However, universalism in both of its forms undercuts God’s concern for moral goodness. Think about it: If God allowed all people to enter heaven, it wouldn’t matter in the slightest how we behave on earth. I could be the worst rapist, mass murderer, or genocidal dictator in history, but God would still admit me into eternal blessedness alongside great heroes of the faith, like Mother Teresa, Sts. Peter and Paul, and St. John the Baptist. Intuitively, it just seems off, and it should, because it implicitly asserts that God is a relativist when it comes to how our earthly lives are lived and how closely we align our wills to His holy will.
This leads me to my next point: Not only is this a complete contradiction of God’s infinite goodness, but it also shows a lack of understanding of what heaven is. Heaven isn’t some eternal resort where everything is full of pleasure and nobody does anything wrong. Rather, heaven is eternal happiness, the fulfillment of our free choice to love and serve God and to submit our will to His. Such a life is strengthened through His Church, which administers the seven sacraments that serve as channels of grace, through which we are spiritually strengthened. Heaven also is the beatific vision, as the Catechism of the Catholic Church teaches: “The beatific vision, in which God opens himself in an inexhaustible way to the elect, will be the ever-flowing well-spring of happiness, peace, and mutual communion” (CCC 1045).

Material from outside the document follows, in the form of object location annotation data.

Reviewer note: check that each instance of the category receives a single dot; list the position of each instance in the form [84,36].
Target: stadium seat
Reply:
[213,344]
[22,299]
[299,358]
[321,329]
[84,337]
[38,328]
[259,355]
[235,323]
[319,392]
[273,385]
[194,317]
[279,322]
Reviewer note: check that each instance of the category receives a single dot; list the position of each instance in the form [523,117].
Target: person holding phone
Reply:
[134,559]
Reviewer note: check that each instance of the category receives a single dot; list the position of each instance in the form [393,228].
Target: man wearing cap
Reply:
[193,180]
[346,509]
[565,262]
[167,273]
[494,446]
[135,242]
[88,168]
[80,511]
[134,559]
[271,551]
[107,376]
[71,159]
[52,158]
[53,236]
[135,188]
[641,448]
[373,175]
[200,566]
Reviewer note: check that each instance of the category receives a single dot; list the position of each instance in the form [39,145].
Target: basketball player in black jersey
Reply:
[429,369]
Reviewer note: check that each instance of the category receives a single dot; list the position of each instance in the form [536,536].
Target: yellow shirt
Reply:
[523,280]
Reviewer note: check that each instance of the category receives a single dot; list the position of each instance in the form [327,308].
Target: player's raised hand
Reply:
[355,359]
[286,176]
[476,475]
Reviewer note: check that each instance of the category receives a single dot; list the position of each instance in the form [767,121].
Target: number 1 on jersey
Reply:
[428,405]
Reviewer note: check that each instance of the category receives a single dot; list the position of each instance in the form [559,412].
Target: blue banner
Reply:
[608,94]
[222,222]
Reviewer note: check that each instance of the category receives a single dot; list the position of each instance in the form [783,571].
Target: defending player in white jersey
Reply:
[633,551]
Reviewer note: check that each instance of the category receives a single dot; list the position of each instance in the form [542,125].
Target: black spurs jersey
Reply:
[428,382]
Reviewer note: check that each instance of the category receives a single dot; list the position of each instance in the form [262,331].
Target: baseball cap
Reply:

In a poetic sense, those who are saved will see and experience God face-to-face, of which we will never tire, since God is infinite.
Heaven is eternal blessedness, which all men desire. We all want to be happy, not just for a short time, but forever. But we can never find eternal happiness in this life. Therefore, heaven is man’s ultimate end, his ultimate fulfillment, which we can either attain or fail to attain. When we align our will to God’s will, we feel a sense of satisfaction and completion, as if that’s who we are truly meant to be. This is a small taste of heaven, since only those who are close to God in this life can be close to Him in the next.
What is hell, then? I actually like the description “eternal separation from God,” but it is important to clarify what this means. In the Summa Theologica, St. Thomas Aquinas writes that in one sense nothing can be separated from God, for He sustains all things in being. This would include the damned in hell. However, in another sense, things can be separated from Him “by the unlikeness to Him in nature or grace.” People who turn their whole lives to God speak this way. They usually say that before their conversion, they were distant from God. Are they referring to literal distance? Of course not! They’re describing how far away from God’s grace they were. This is an accurate description of hell. Hell is eternal separation from God in the sense that the damned have chosen to live far removed from His will and His grace, which logically results in their eternal wager for separation from Him. It wouldn’t make sense for God to admit the damned into heaven when they have freely chosen not to be close to Him.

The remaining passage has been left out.